Hoa wonders about the mysterious lady who is always playing the violin
The woman had always been there, it seemed from the beginning of eternity, or at least as long as my eight years of memory could recall. Though Mama said she remembered her from when she was my age. But that’s hard to imagine, because my mama has a timeless face. Sometimes I say, “Mama, what is the name of the lady with the violin?” and every time she just smiles and says, “Find out for yourself, menina.”
My name isn’t menina, it’s Hoa. At bedtime, Mama tells me it means “flower.”
School comes and goes. The lady with the violin keeps smiling. One day the lady’s violin is covered in snow, only to have it blown away the next day by spring winds. Her music blooms and flowers. The day after, her music is thick and slow like a hot summer morning. Come fall, her violin plays the sharp winds and crisp apples of autumn.
Winter.
Spring.
Summer.
Fall.
The pattern repeats, and I am twelve.
As I walked to school that day, the violin lady was slouching and not smiling as she usually did, but I didn’t notice anything severely wrong until I passed her again on the way home from school. She was lying on the ground under her usual spot. Her music was rich and soft, but I detected a hint of sadness.
“Are you okay?” I asked, my first words to her my entire life.
She smiled as I helped her up. “You’re sweet, menina.” How did she know the gravity of those words?

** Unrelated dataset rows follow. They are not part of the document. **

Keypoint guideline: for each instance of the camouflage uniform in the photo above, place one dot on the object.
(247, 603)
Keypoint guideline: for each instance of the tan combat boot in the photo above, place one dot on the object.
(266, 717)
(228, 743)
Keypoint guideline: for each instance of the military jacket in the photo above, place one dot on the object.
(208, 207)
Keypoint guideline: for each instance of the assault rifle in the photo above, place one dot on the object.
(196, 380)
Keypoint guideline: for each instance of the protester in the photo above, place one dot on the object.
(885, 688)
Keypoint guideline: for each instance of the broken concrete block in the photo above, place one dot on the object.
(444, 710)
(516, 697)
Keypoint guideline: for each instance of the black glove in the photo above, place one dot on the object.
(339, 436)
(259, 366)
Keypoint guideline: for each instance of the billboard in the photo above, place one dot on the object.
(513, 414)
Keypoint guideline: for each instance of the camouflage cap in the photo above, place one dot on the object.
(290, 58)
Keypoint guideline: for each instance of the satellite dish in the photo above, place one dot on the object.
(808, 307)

Touched, I asked again, “Are you okay?”
“That’s the problem, my sweet. I have little time left on this earth,” she said peacefully. “I see you’re the one to carry on my position as orchestrator of the seasons, the sun, and the moon. It means more than simply that—it means you can begin to understand what life means to you. At first it seems internal, but without knowing it, you will affect others—similar to how I am changing you, slowly. Write,” she said.

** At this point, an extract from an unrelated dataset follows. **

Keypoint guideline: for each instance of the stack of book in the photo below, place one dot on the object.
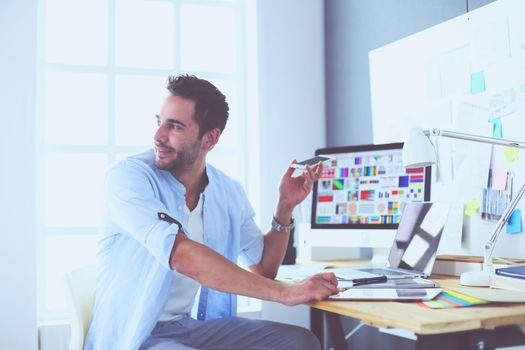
(511, 278)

I couldn’t say anything, and she didn’t either. She just looked at me, eyes full of knowledge, as the music—playing the wise, soft, spring winds, soft, soft, soft—slowly faded. And her eyes shut with her last breath as the last breeze of spring left. And suddenly, it was as still and silent as a summer day. I never did ask her name.
Years passed, and without seasons. I had children who grew. Every once in a while I would tell them about the violin lady, and how she had told me strange things and passed on her legacy to me. Even though I never admitted it, twenty years of possessing the violin lady’s legacy hadn’t changed me or the people around me. I was starting to wonder what this legacy was really about.

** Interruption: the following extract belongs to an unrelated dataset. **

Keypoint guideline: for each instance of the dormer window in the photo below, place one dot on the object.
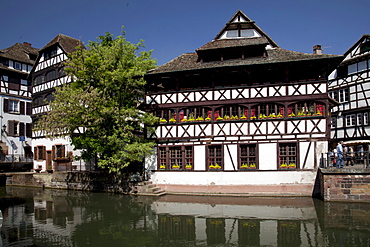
(50, 53)
(17, 66)
(365, 47)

One day my son asked me what I had done with the gift the violin lady had given me. For that, I was at a loss for words. I couldn’t recall a single thing I had done. So, that day, I picked up a pen and put it to paper—nothing came. But as the days continued to come and go, I began to remember the way the seasons had made me feel, and soon I found myself with a pen to paper once more. I wrote about the orchestra of the seasons, and how they reflected anger and happiness, love and loss, life and death.
“Years passed, and without reason”
And slowly, through writing, I began to change myself, and soon the seasons were back, and so was the music!
I wrote and grew, so—
Now I knew what it was like to be the orchestrator of seasons, to tell my children what I had done with my legacy. Now it wasn’t the violin lady’s legacy. It was mine. And even though I never played a single note, I realized that her music and my writing were the same thing. Both kept the music alive.